Photojournalist and former U.S. Army Captain J.T. Blatty knows about war. A combat veteran of Afghanistan and Iraq, in 2018 she embedded with volunteer soldiers of the war in eastern Ukraine.
“Frontline / Peace Life: Ukraine’s Revolutionaries of the Forgotten War,” a new exhibition at the Ukrainian Institute of America, chronicles Blatty’s determination to document the Ukrainian soldiers’ fierce patriotism and the struggles they faced to return home after years on the frontline.
In 2014, thousands of ordinary men and women self-deployed into eastern Ukraine to fight against a Russian-backed insurgency. Without military training, they “abandoned everything they knew to fight for their homeland, their fellow citizens, their civil rights and their vision for a life free from government corruption,” writes Blatty in her artist statement. Now, as the war enters its sixth year, the 2014 volunteers who took on the most violent period of the conflict, are confronted with a different type of battle. Blatty captures the solders as they consider how to “abandon a war when it’s still ongoing,” and how to “begin the process of healing and reintegration when their comrades are still taking up arms and dying a six-hour train ride away.”
“The answer to most of these questions,” writes Blatty, “is that they cannot.”
Many soldiers remain on the frontline, unable to find their place within the “peace-life” and unable to walk away from a purpose for which they have lost so much. Physical and psychologic injuries aside, a large number of the original volunteers remain undocumented for their participation in the war and cannot achieve “combat participant status,” a label that would grant access to a veteran support system, though severely underequipped and underfunded.

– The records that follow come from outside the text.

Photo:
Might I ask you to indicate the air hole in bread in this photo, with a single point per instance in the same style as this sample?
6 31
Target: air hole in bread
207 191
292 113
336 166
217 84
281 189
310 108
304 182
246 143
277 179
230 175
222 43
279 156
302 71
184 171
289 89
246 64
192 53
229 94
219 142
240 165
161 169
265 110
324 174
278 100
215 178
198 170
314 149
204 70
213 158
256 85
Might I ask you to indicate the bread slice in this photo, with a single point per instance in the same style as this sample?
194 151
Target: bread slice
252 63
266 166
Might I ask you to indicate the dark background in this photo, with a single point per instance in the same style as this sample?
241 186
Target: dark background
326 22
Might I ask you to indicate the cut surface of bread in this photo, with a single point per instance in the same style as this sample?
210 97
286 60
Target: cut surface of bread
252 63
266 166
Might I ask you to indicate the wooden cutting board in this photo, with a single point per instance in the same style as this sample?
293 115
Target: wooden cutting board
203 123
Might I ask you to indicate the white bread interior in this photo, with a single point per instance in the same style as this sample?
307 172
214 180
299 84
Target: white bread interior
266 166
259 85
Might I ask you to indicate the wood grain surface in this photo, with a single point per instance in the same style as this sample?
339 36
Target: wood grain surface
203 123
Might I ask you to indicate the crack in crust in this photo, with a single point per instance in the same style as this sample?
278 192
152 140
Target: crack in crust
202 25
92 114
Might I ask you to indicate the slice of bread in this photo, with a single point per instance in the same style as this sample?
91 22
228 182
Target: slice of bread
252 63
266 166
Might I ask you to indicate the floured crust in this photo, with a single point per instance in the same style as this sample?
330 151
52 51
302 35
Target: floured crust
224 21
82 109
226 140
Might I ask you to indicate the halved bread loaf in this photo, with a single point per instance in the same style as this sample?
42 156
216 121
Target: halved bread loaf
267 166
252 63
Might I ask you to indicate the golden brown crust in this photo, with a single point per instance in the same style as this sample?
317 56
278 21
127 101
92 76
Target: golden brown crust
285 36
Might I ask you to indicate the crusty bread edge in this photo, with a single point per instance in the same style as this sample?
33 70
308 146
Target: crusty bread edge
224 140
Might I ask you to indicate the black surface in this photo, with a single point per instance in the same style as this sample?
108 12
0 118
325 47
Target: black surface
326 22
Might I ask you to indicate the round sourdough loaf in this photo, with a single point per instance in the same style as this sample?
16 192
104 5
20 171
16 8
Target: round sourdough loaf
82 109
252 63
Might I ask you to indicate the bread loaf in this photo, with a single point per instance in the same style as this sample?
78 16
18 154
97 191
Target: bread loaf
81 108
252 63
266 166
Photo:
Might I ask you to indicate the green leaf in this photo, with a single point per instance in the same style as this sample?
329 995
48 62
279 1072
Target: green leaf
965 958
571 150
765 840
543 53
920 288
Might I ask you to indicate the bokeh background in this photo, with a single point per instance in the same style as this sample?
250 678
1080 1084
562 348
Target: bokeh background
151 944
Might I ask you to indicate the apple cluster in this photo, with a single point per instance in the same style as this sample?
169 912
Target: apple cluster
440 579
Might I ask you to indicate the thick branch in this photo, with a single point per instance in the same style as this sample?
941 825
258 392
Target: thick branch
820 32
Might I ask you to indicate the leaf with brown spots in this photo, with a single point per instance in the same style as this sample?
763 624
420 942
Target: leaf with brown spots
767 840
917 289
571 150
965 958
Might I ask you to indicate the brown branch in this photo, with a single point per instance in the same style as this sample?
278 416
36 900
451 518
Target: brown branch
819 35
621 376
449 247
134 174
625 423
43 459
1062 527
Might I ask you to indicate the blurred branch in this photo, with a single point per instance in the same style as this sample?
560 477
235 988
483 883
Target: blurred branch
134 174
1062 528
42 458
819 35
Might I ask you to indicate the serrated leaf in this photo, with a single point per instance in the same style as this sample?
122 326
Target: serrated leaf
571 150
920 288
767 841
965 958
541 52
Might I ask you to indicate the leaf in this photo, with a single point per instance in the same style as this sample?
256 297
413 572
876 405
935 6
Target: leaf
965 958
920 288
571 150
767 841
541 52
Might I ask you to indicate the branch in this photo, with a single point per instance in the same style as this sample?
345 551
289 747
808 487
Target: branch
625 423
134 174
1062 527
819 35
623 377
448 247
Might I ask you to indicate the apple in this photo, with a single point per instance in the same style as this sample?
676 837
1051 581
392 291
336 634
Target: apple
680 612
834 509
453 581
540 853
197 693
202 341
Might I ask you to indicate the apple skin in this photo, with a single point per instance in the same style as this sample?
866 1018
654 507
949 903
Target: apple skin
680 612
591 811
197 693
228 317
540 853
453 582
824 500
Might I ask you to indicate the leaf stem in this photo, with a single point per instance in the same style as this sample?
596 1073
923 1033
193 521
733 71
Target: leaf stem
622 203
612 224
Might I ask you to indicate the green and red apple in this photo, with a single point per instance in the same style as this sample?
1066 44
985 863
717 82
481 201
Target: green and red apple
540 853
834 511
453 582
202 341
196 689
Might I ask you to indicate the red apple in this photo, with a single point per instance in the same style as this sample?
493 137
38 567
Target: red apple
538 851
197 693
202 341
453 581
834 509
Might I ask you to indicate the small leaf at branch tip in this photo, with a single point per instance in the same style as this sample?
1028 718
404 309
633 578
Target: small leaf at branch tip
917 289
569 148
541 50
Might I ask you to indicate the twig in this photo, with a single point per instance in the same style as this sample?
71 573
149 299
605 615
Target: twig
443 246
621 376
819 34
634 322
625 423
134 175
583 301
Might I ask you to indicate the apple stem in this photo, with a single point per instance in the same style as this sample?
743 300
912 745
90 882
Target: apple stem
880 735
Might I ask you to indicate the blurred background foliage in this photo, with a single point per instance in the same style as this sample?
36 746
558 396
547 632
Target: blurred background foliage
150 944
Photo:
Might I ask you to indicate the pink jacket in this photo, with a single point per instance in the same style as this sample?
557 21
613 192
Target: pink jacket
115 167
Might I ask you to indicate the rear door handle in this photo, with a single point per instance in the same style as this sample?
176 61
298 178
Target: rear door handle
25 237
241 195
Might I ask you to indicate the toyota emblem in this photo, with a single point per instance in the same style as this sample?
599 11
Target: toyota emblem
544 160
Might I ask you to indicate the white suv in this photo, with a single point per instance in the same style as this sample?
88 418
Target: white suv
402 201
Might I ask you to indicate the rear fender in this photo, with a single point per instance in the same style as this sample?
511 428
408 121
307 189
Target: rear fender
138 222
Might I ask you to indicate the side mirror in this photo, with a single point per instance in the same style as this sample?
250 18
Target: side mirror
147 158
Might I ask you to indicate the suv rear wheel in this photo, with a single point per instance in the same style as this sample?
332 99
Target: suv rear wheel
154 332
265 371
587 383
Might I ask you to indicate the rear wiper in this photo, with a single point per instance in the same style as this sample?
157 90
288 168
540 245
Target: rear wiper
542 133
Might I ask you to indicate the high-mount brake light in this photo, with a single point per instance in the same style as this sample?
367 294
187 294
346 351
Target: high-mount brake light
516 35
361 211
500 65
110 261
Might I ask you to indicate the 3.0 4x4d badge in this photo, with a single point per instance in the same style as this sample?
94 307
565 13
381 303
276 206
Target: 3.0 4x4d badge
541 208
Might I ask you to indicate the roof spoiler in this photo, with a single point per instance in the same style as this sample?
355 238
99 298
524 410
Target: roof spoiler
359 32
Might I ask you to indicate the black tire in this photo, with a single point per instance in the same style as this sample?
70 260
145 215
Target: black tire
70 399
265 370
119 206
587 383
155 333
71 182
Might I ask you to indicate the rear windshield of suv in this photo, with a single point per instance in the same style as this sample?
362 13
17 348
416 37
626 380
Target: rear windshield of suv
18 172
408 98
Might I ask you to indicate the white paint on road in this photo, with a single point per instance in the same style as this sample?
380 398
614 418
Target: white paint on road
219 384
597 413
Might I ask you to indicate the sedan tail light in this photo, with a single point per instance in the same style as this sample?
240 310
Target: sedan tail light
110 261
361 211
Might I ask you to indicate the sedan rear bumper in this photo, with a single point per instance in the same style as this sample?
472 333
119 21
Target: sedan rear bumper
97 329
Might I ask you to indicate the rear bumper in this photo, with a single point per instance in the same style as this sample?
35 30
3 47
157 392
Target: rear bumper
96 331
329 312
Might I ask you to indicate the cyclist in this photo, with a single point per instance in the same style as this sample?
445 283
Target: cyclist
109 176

When Blatty went to Ukraine, drawn by the community soldiers create, she intended to “document and preserve a form a patriotism” far from her own reality of fighting wars. “I live in a world that revered my patriotism for deploying into Afghanistan months after 9/11. But how was I a patriot for simply doing what Uncle Sam told me to do, under contracted obligation?” asks Blatty. A year into the project, Blatty realized what was at stake was much more than historic preservation. She writes of the soldiers, “Their stories need to be told now more than ever, because their stories are so very far from over.”